Delhi NCR, Mumbai, and Chennai each recorded leasing activity in the range of 4–5 million sq ft during the first half of the year, reflecting broad-based demand rather than concentration in one or two hubs.

GCCs: The Structural Pillar

The Colliers report attributes much of the market's durability to India's entrenched position as the preferred destination for Global Capability Centres. Cost arbitrage, deep talent availability, and steady domestic economic growth continue to underpin occupier confidence. Vimal Nadar, National Director and Head of Research, Colliers India, said GCCs are likely to account for 40–50 per cent of Grade A office space uptake in 2026 — a figure that would represent a structural shift in the composition of demand compared to even five years ago.

Mehrotra added that India's 'established credibility as the most preferred GCC destination continues to support occupier expansion across most markets,' signalling that multinational technology and financial services firms are deepening, not merely maintaining, their India footprint.

What This Signals for the Second Half

With Q1 acting as a demand cushion and GCC pipelines reportedly robust, the market is broadly expected to sustain momentum into H2 2026. However, analysts caution that prolonged global trade disruptions or a sharper-than-expected slowdown in the US technology sector — a key source of GCC mandates — could temper absorption.
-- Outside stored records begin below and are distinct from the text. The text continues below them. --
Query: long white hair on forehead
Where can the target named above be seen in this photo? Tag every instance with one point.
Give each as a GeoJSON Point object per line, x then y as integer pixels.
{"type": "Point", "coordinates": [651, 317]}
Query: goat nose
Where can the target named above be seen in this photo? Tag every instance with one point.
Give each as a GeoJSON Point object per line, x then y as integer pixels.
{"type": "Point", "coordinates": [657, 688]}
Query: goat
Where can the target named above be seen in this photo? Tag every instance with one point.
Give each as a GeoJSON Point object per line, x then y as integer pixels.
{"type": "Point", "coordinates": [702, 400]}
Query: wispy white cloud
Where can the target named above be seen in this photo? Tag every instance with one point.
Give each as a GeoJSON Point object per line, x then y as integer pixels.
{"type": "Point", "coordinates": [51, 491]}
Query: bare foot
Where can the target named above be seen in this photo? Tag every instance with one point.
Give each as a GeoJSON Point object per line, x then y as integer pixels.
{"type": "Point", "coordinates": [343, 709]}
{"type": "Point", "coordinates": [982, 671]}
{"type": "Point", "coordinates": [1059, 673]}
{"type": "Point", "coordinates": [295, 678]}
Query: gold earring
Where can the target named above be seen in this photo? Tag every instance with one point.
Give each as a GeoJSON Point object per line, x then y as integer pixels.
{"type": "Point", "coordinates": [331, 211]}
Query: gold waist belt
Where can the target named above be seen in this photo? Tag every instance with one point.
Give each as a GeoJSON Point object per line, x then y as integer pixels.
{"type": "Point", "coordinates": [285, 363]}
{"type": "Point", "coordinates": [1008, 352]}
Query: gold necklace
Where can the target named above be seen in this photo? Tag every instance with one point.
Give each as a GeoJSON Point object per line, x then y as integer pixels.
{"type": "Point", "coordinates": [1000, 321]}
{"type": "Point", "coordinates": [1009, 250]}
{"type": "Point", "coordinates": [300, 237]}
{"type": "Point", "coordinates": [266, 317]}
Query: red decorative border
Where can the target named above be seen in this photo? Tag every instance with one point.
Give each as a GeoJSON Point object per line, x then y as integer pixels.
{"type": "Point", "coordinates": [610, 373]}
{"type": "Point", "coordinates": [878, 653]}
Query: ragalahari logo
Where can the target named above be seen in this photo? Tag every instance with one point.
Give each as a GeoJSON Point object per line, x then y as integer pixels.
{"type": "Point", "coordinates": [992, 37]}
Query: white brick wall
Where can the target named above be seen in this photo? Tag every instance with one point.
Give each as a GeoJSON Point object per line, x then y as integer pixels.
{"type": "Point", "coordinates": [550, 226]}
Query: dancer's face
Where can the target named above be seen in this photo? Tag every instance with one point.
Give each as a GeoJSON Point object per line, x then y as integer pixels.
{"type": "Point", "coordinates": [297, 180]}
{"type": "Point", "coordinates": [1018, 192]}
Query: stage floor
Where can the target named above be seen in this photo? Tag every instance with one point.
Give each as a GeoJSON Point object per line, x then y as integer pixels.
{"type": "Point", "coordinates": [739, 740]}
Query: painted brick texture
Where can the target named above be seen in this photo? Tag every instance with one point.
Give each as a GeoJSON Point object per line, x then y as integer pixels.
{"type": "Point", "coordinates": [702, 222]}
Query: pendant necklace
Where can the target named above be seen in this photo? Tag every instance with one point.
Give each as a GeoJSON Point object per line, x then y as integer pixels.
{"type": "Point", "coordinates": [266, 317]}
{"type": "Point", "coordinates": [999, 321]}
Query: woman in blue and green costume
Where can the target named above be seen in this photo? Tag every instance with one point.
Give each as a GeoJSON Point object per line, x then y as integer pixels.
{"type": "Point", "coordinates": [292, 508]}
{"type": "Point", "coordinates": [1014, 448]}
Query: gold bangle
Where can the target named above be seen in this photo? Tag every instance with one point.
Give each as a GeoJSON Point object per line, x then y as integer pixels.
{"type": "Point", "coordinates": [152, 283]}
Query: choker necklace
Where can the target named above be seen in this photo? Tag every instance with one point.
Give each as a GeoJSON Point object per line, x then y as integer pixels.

The performance of Hyderabad and Bengaluru in the next two quarters will be closely watched as leading indicators of overall market health.

Point of View

Which suggests that GCC demand is actively diversifying beyond Bengaluru rather than deepening concentration. The risk mainstream coverage misses: GCC pipelines are heavily weighted toward US technology and BFSI clients, making Indian commercial real estate more exposed to a US slowdown than the 'domestic fundamentals' framing implies. If the Fed keeps rates elevated and US tech hiring stalls, the 40–50 per cent GCC share projection could prove optimistic by year-end.
NationPress
25 Jun 2026

Frequently Asked Questions

How much did India's office market grow in H1 2026?
India's office market across the top seven cities absorbed 35.7 million sq ft of Grade A space in H1 2026, a 6 per cent increase compared to the same period in 2025, according to a Colliers India report dated 25 June 2026.
Which city led office leasing in India in the first half of 2026?
Bengaluru led all markets with 10.5 million sq ft of leasing in H1 2026, representing a 29 per cent share of total national demand. Hyderabad ranked second with approximately 7.2 million sq ft and recorded the fastest growth rate at 47 per cent year-on-year.
What role are GCCs playing in India's office market?
Global Capability Centres are the primary demand engine, and Colliers India projects they will account for 40–50 per cent of all Grade A office space uptake in 2026. India's cost advantages, talent pool, and economic stability continue to attract multinationals to expand their GCC footprint here.
Why did office absorption moderate in Q2 2026?
Grade A uptake dipped slightly to 17.4 million sq ft in Q2 2026 from a stronger Q1, attributed to ongoing global trade disruptions and macroeconomic uncertainty. However, the quarter still marked the ninth consecutive period above the 15 million sq ft threshold, indicating underlying market resilience.
Which other cities recorded significant office leasing in H1 2026?
Delhi NCR, Mumbai, and Chennai each recorded leasing activity in the range of 4–5 million sq ft during H1 2026, reflecting broad-based demand across India's major commercial hubs rather than concentration in one market.